Rather than giving importance to the information of the customers who are sort of dead for you, it is obviously important to focus on the current customers and their interaction history. While recovering the elements in the given or decided time frame, these elements matter a lot and this is the reason this prioritization must be done. Those elements that can be recovered slowly will definitely cost you less.

4. RTO and RPO have their own importance

Recovery Time Object and Recovery Time Objective are the two important things that must be discussed with the stakeholders. RTO is the expected time of an application when it is back up and running while RPO is the previous point where it will be taken once the application is recovered to its previous state. Rapid RTO leads to costly recovery so it is very important to maintain a balance between the wants and needs of the infrastructure.

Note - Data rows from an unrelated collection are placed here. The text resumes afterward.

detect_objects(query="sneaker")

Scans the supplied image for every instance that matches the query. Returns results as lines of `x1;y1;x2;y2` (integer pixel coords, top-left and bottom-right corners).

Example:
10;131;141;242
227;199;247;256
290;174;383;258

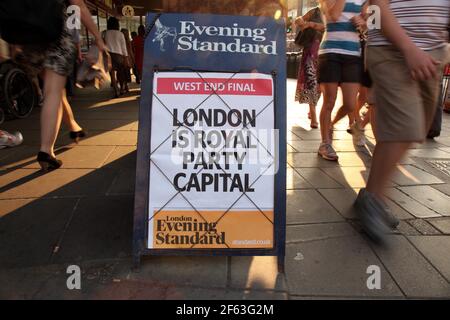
361;189;400;230
0;131;23;149
318;143;339;161
350;122;366;147
354;189;391;243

5. Use gathered information for creating plans

There are many simple and complex plans for recoveries made by the management depending upon their infrastructure and the needs of the organization but it is very important to make use of all you have in a very efficient way. All the cloud-based tools that are available to you must be used to their full potential and AWS provides flexible solutions that can be customized as per your needs.

6. Take care of the in-house communication network

There are plenty of IT infrastructure monitoring tools that will monitor the failure in-house like server parameters and alerts. One such tool is AWS CloudWatch that helps you monitor CloudWatch events and Lambda. You can also re-assign developers to monitor your infrastructure round-the-clock and execution of your DR plan when things go wrong all of a sudden in the environment. But this will lead to your core team being taken out from their core tasks and assigned to something else which might increase your cost as the team might have to be paid overtime if things continue to remain messy on weekends as well so an AWS professional services consultant will definitely warn you regarding this. 

7. Test and be assured

Planning your test is one of the most important things you must do and ignoring it might land you in trouble. All the DRs must not only be planned in advance but it must be ensured that those measures work out immediately as soon as a disaster occurs. For this, AWS provides some tools which have the features of staging and testing your solutions. This can be done efficiently by creating a duplicate environment where the real-world scenarios can be run and tested for their efficiency on a regular basis.